Desde un reciente informe elaborado por el ODSA, “La mirada en la persona como eje del desarrollo humano y la integración social”, se hace un detallado análisis acerca de las deudas que, en materia de gozar de una buena salud, sobre todo en sus aspectos emocionales, afectan a nuestra sociedad como consecuencia de desigualdades e inequidades estructurales.

La percepción negativa del estado de salud física evidencia el valor más alto de la última década (15,7%), duplicando los alcanzados en 2010-2011 (7,5%). En materia de malestar psicológico, el indicador alcanza a 21% de la población adulta, registrando un comportamiento relativamente estable, aunque la incidencia de este sufrimiento en el actual contexto es mayor al registrado al inicio de la década (18%). El malestar psicológico da cuenta de síntomas de ansiedad y depresión elevados, poco o nada manejables para quienes los sufren. Toda la estadística disponible hace evidente que se trata de un problema que se agrava y se extiende, al mismo tiempo que crece la pobreza por ingresos o se profundiza la pobreza de otros derechos sociales.
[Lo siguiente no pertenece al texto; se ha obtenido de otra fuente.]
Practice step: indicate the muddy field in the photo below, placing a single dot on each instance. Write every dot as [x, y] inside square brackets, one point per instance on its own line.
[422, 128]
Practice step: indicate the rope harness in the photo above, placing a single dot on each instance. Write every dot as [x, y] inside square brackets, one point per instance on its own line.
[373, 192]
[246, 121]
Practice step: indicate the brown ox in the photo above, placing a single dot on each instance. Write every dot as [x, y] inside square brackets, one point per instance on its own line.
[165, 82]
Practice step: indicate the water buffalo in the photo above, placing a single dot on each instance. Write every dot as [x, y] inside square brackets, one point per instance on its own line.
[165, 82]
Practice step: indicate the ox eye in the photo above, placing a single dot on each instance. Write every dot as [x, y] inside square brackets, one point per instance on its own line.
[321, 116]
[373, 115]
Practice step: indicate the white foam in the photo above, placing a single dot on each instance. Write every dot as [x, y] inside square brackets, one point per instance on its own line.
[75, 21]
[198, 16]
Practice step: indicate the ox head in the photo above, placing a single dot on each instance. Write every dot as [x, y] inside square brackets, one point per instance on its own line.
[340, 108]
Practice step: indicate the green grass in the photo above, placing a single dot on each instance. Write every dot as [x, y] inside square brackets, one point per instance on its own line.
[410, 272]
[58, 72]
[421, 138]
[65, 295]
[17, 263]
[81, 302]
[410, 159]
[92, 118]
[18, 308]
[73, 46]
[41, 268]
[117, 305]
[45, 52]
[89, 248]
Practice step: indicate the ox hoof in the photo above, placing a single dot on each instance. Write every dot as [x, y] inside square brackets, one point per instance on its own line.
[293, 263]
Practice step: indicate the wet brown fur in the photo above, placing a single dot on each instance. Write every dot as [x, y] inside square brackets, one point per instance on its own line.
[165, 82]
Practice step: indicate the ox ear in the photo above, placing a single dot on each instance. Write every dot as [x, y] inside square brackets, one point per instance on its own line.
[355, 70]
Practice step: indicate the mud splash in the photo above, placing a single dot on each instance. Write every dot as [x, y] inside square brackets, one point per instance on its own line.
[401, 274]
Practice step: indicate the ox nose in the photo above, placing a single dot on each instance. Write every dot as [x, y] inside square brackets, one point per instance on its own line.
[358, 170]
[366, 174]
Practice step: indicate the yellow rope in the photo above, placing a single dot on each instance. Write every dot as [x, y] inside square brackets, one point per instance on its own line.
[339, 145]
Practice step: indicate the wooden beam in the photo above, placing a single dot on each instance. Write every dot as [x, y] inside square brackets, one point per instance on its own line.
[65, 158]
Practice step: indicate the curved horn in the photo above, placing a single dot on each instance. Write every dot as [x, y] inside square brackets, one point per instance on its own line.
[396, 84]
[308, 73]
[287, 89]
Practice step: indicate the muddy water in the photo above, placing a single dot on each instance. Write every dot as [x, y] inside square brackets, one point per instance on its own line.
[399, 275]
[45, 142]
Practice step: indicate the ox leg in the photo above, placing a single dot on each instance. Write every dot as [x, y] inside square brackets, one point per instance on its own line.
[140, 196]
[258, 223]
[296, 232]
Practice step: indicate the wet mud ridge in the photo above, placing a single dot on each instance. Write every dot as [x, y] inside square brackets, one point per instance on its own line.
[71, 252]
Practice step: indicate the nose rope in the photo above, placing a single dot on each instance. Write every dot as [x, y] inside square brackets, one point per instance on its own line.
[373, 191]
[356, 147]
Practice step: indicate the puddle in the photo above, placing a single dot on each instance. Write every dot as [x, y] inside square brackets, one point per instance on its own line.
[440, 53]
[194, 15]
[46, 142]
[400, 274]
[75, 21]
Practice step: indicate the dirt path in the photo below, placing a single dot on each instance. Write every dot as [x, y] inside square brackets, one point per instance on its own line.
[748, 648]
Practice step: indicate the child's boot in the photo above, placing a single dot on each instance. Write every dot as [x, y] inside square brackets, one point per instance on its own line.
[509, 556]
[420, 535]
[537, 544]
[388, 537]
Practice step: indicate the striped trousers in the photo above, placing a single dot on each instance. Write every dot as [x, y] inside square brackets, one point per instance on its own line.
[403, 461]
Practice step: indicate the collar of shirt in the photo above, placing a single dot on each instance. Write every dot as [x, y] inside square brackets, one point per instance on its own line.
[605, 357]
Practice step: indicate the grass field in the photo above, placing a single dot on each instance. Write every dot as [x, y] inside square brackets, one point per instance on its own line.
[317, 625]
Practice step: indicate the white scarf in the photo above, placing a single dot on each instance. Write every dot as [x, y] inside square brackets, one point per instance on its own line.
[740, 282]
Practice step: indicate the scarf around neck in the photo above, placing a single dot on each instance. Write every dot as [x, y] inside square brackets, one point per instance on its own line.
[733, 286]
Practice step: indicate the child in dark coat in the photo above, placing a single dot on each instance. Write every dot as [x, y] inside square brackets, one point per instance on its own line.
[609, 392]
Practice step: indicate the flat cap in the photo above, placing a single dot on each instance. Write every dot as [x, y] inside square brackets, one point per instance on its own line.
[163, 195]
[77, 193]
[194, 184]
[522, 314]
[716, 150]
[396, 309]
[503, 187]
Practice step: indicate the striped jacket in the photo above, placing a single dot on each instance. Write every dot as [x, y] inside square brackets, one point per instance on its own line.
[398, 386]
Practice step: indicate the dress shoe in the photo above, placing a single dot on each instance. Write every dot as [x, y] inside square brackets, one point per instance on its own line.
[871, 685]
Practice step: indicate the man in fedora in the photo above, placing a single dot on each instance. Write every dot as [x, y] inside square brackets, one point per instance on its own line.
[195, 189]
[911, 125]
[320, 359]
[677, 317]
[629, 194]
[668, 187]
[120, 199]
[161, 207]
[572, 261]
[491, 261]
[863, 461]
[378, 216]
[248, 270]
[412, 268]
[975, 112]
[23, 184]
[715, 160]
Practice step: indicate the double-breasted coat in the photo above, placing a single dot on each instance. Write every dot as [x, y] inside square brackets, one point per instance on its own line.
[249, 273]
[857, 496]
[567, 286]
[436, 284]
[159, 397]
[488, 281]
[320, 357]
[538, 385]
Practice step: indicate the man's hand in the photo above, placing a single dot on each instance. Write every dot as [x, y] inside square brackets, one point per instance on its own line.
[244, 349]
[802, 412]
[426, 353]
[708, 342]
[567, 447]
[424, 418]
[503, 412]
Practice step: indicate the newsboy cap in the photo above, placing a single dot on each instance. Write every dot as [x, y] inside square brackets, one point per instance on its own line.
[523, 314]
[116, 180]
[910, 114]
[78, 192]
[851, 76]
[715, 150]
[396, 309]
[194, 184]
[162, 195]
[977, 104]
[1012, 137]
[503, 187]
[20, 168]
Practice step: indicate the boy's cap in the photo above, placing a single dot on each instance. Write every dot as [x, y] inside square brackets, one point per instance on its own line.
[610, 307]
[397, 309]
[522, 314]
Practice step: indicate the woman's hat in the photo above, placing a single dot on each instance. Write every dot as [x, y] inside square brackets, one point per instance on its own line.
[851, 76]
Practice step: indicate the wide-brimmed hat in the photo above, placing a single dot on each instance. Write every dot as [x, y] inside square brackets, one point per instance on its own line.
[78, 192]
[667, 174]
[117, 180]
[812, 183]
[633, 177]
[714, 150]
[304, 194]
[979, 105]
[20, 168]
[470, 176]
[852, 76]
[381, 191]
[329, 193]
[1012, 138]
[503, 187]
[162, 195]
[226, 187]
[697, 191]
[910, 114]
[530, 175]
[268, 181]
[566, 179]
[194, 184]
En relación con las características individuales, son los adultos mayores los que registran mayor déficit de estado de salud, y especialmente las mujeres quienes tienen mayor propensión a sufrir niveles altos de malestar psicológico.

Por otra parte, la evolución del afrontamiento negativo de los problemas por parte de la población muestra que, aunque con variaciones a lo largo de la década, entre 2 y 3 de cada 10 adultos tiende a generar respuestas agresivas, irracionales o en forma evitativa a los problemas. En paralelo, la creencia de control externo, es decir, el sentimiento de que el mundo externo se impone sobre nuestra capacidad de respuesta, afecta a 1 de cada 4 adultos urbanos. Y como si esto no fuera poco para ilustrar nuestra afectada radiografía social, 2 de cada 10 personas carecen de amigos, vínculos o familiares que puedan brindarles un apoyo social integrador.

Los recursos cognitivos -evaluados a través del afrontamiento negativo, la creencia de control externo y los déficits de proyectos personales- evidencian brechas estructurales persistentes: a mayor pobreza socioeconómica, ocupacional y residencial, mayores y más profundos son estos déficits. En términos generales, se triplican los problemas entre los adultos pobres, con nivel socioeconómico bajo, con una inserción ocupacional marginal y que viven en condiciones de precariedad con respecto a niveles sociales profesionales y con recursos económicos medios altos. De la misma manera, sentirse poco o nada feliz aumenta a medida que desciende el estrato socio-ocupacional, el nivel socio-económico y la condición residencial de la población. Autopercibirse infeliz es cuatro veces más frecuente cuando se sufre de precariedad o marginalidad laboral. De esta manera, el riesgo de los individuos pobres a sentirse poco o nada feliz duplica al de los no pobres.

En este escenario, erradicar la pobreza en la Argentina en todas sus formas implica poner en valor los derechos económicos, sociales, políticos y culturales de la sociedad. Ahora bien, para eso se hace necesario conformar una coalición amplia que marque la importancia del desarrollo humano integral y de la necesaria justicia social asociada. Para lo cual se abre el valor de encarar grandes reformas refundacionales que redefinan responsabilidades, privilegios y obligaciones entre actores y agentes políticos, económicos y sociales. En ese marco, el derecho universal a gozar de salud física y mental, es decir, el derecho a “estar” y a “sentirse” bien, no solo es clave para responder a las demandas actuales, sino también para hacer posible en un futuro próximo una sociedad más integrada, en condiciones de asumir con valentía los desafíos de su transformación. Para todo eso necesitaremos mucho más que un simple programa de estabilización; tampoco es suficiente acordar sobre una serie limitada de temas político-económicos. La persistente ausencia de al menos un debate socio-político y científico-académico amplio entre actores y expertos constituye un claro indicador de que el problema de la pobreza en general y, de la pobreza en salud en particular, es un problema todavía sin agenda real.